Evidently, Mayor Villaraigosa is putting his Measure R money where his mouth is.

Last Friday, the Los Angeles Sentinel reported that Villaraigosa had made a strong commitment to building a Leimert Park station on the upcoming Crenshaw Line — something that has long been demanded by local rail advocates and civic leaders, including County Supervisor Mark Ridley-Thomas.

To many — myself included — the idea of a train line bypassing one of L.A.’s most vibrant and historic neighborhoods in the heart of South L.A. made no more sense than it would to bypass Pasadena or Century City.

Or LAX, for that matter, in a classic error the Crenshaw Line is being built to rectify, as least in part.

Now the city has reportedly identified $40 million in Measure R funds that could be used to build a Leimert Park station, as well as another $15 million for a station in Westchester.

As Curbed LA pointed out yesterday, the original concept for a Leimert Park station called for an underground design at a cost of over $130 million; the new $40 million price tag suggests that some major design changes are in the works.
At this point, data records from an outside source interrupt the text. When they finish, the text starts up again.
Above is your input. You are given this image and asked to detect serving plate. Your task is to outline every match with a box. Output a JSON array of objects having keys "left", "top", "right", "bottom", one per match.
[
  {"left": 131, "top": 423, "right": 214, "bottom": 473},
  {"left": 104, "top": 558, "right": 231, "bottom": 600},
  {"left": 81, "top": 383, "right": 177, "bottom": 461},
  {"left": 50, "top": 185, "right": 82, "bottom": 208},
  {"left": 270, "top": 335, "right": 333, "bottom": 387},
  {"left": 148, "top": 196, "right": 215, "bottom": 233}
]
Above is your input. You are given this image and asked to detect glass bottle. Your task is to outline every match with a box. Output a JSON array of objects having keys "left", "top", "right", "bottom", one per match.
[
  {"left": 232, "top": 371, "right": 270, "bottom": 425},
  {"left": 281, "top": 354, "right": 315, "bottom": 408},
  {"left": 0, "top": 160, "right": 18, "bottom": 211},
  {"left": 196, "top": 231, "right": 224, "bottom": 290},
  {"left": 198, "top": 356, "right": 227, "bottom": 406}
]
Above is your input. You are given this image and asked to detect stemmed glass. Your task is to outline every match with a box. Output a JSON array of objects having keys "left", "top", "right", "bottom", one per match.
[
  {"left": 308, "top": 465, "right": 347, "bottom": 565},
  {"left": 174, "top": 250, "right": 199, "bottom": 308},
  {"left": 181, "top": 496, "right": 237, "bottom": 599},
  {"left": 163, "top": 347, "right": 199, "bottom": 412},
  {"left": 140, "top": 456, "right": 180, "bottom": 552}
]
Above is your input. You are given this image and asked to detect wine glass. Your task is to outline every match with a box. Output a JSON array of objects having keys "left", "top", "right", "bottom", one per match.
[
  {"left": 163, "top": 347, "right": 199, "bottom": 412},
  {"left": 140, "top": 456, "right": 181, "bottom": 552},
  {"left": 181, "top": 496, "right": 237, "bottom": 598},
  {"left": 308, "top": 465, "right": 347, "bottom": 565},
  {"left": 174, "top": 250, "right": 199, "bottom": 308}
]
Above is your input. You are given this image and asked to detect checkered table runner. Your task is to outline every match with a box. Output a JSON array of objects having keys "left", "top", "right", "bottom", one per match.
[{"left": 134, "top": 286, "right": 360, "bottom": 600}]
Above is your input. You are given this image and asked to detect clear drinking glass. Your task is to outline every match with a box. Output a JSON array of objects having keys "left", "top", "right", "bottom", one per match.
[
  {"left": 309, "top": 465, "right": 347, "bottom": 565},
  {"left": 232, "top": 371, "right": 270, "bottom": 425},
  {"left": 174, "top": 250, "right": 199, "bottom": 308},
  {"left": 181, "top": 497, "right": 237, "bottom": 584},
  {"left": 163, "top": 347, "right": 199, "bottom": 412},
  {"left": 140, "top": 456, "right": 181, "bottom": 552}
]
Or possibly, that they’ve found a contractor who is willing to build it for that price.

The matter will be taken up in a special session of the L.A. City Council at City Hall on Wednesday, beginning immediately after the regular session is concluded. Hopefully, we’ll learn more then.

Full details in this report from the City Administrative Officer on issuing Measure R bonds for the two stations.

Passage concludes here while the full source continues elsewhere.